Over the past year, the resilience of the short-term rentals market in the face of the COVID-19 pandemic has been lauded left and right. This year, it’s obvious that the market is not only alive and well, but it’s finished recovering and moved into the next phase of expansion. Data from AirDNA shows that occupancy levels of April 2021 were the highest they ever were, at 61.6%.
Some changes in the market are noticeable. Urban properties saw 41% lower levels of demand, while small cities and rural markets saw 67% more nights sold than in 2019. A year or two from now those trends might change as urban travel picks up again.
The model itself, however, isn’t going anywhere. Ralph DiBugnara, a real estate investor, sees short-term rentals’ profitability as one of the major reasons. “I really believe that the Airbnb, VRBO model is here to stay,” says Ralph DiBugnara, “and is almost three times more profitable than long-term rentals in the residential real estate space.” He doesn’t mind putting his money where his mouth is, either; Ralph DiBugnara owns and operates some 20 short-term rental properties, and he has a course coming up that teaches others how to get into the market.
One of the topics that comes up often with short-term rentals, and real estate in general, is the importance of the location. However, because short-term rentals are different from any other type of real estate, finding a good location for them presents a unique mix of challenges that need to be tackled.
The biggest one, and the one that’s been getting a lot of media coverage, is the regulations that some states or cities impose on short-term rentals. They can be something as simple as an additional tax levied on a property that serves as short-term rentals, or something as disrupting as a complete ban on short-term rentals—something that might happen in cities that have a strong hotel industry presence. Any investor looking for a good location for their short-term rental should understand any provisions that apply to them and calculate them into their business model.
The seasonality of the property’s occupancy is another trait that needs to be looked into. Investors can expect vacation rentals to be fully booked during the season. How long that season is and the earning potential during it are major concerns for every short-term rental investor. For some properties, off-season slumps might be mitigated by positioning the rental to aim for a different type of renter.

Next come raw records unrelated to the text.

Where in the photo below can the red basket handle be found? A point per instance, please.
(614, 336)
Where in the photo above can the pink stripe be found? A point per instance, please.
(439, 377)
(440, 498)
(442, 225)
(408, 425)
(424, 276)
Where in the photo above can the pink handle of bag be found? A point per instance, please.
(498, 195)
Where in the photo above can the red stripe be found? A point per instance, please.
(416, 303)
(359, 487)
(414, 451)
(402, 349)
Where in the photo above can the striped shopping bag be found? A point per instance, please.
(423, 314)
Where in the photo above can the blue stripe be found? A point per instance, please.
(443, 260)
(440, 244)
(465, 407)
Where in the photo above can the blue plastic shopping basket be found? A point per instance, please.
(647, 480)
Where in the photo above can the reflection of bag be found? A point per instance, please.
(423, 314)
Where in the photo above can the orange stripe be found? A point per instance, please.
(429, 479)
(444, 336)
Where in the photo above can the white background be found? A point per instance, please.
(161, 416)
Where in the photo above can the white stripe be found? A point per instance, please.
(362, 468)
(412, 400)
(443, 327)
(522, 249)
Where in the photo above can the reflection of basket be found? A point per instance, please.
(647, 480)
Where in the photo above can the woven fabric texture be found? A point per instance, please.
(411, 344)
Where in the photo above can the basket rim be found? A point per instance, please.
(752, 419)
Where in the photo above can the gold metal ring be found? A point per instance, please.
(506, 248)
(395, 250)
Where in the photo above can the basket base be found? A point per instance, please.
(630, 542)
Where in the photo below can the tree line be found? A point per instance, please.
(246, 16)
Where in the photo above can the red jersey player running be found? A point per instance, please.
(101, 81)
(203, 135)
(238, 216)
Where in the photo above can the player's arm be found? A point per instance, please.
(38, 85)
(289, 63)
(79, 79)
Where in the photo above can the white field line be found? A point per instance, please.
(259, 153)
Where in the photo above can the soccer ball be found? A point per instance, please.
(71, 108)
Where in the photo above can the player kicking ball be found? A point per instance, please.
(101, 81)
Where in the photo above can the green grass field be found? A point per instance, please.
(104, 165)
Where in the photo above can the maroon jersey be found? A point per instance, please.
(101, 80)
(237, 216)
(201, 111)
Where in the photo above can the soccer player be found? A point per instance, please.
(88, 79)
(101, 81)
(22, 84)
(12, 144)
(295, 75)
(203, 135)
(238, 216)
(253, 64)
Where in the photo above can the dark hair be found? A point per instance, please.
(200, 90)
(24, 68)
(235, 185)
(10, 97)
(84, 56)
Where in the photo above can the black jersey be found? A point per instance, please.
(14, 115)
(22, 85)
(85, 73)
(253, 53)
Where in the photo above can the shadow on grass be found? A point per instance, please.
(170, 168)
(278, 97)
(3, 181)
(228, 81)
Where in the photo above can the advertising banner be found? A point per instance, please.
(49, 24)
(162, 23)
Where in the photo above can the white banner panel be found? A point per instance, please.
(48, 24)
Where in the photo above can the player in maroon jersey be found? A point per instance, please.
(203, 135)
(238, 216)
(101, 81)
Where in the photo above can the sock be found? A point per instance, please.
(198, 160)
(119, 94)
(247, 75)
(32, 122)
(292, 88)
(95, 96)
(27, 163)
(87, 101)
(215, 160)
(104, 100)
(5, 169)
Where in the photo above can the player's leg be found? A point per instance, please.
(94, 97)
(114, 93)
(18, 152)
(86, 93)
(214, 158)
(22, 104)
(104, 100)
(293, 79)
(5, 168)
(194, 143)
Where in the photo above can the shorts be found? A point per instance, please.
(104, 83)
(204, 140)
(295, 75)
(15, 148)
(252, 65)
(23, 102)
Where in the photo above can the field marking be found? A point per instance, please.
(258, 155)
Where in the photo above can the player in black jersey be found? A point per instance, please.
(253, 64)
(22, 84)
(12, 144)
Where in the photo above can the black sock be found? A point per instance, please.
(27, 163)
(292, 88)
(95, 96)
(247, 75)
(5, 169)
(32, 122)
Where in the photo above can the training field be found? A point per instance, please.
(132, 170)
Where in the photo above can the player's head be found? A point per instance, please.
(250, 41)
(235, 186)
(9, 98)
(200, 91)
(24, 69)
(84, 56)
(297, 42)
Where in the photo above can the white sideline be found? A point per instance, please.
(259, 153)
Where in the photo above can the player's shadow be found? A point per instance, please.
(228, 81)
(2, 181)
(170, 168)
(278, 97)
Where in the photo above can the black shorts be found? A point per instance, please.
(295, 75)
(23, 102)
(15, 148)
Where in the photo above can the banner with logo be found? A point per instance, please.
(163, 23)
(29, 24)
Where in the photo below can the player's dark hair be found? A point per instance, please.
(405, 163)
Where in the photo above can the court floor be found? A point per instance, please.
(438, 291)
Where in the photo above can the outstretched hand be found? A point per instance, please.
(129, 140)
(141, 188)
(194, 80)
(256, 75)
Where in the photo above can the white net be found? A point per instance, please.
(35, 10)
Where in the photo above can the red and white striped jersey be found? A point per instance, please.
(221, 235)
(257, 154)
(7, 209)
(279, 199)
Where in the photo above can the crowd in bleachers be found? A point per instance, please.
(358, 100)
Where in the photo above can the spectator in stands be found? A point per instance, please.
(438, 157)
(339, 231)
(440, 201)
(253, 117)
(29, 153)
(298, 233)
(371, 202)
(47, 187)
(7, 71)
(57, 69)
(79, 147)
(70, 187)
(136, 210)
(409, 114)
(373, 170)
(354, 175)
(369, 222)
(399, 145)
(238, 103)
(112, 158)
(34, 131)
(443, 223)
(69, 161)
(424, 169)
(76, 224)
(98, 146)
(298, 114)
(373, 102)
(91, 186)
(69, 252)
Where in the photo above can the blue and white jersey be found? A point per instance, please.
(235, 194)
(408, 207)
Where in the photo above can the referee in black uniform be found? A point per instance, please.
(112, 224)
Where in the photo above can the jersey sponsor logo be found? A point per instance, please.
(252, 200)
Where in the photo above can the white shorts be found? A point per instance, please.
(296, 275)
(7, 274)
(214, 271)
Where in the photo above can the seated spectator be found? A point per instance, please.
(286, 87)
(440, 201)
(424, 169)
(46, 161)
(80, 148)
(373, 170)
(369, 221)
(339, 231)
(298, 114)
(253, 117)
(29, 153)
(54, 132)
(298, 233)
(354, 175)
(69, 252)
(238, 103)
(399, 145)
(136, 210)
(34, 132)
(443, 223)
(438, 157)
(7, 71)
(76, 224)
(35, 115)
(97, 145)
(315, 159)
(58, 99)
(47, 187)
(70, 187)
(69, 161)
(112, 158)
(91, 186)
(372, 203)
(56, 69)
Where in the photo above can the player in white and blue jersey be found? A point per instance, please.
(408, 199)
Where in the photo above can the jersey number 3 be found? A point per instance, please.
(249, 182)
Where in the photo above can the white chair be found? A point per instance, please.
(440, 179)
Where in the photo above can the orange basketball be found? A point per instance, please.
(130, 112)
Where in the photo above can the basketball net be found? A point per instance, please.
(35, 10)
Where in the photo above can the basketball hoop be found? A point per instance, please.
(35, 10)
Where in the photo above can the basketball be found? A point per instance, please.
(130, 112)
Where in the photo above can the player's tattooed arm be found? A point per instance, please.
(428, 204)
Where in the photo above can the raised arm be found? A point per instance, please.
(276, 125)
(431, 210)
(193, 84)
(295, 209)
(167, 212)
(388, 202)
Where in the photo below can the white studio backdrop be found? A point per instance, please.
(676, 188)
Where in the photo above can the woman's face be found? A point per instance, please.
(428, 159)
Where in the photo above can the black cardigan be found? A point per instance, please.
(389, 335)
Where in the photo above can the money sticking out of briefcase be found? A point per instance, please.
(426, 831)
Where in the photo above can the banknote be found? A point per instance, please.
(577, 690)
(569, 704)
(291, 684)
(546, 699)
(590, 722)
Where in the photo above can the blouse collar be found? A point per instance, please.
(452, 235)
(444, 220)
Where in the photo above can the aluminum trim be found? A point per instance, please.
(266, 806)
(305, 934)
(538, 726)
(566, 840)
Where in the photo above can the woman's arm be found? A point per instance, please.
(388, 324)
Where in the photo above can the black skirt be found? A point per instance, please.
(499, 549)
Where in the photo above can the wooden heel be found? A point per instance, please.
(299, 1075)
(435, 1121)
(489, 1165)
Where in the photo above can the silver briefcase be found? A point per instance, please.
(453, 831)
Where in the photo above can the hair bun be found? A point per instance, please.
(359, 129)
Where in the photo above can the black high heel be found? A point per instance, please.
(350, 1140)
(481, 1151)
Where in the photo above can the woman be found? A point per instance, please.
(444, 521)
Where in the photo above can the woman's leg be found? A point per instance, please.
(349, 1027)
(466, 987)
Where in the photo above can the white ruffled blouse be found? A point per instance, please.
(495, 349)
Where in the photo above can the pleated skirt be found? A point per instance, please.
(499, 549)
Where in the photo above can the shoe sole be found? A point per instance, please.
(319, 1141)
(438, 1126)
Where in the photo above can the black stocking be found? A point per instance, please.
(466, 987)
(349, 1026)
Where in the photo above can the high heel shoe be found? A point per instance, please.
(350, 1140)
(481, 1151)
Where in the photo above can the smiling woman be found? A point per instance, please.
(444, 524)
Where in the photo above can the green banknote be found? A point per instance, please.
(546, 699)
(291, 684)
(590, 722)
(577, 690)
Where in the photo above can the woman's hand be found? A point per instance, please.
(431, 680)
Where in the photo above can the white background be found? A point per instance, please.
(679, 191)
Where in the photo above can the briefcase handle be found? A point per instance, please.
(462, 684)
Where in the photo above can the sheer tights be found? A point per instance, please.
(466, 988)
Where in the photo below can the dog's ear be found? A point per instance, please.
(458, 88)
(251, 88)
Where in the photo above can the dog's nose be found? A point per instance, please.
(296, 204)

Some properties don’t have seasons. Business and medical travelers might provide a steady influx of occupants throughout the year. If that’s the business model an investor wants to pursue, however, it makes sense to look for a property that’s near a facility that would create a demand for those kinds of rentals. Doing some research of the local market, to see what the saturation rates are might also be warranted.
Investors might also like to get the general feel of the area where they plan to invest in a short-term rental. Signs of a neighborhood that’s on the economic rise might nudge investors toward the decision to buy. Strict rules from the local homeowners’ association might make them look somewhere else.
Short-term rentals, despite their name, present a real estate investment that’s more than able to produce long-term wealth. The location of the property needs to reflect it and show potential for long-term wealth-building. “If you believe you will have riches overnight it’s not going to happen,” says Ralph DiBugnara to those seeking advice. “Set the right plan and expectations and you can be very successful, if you get a good property.”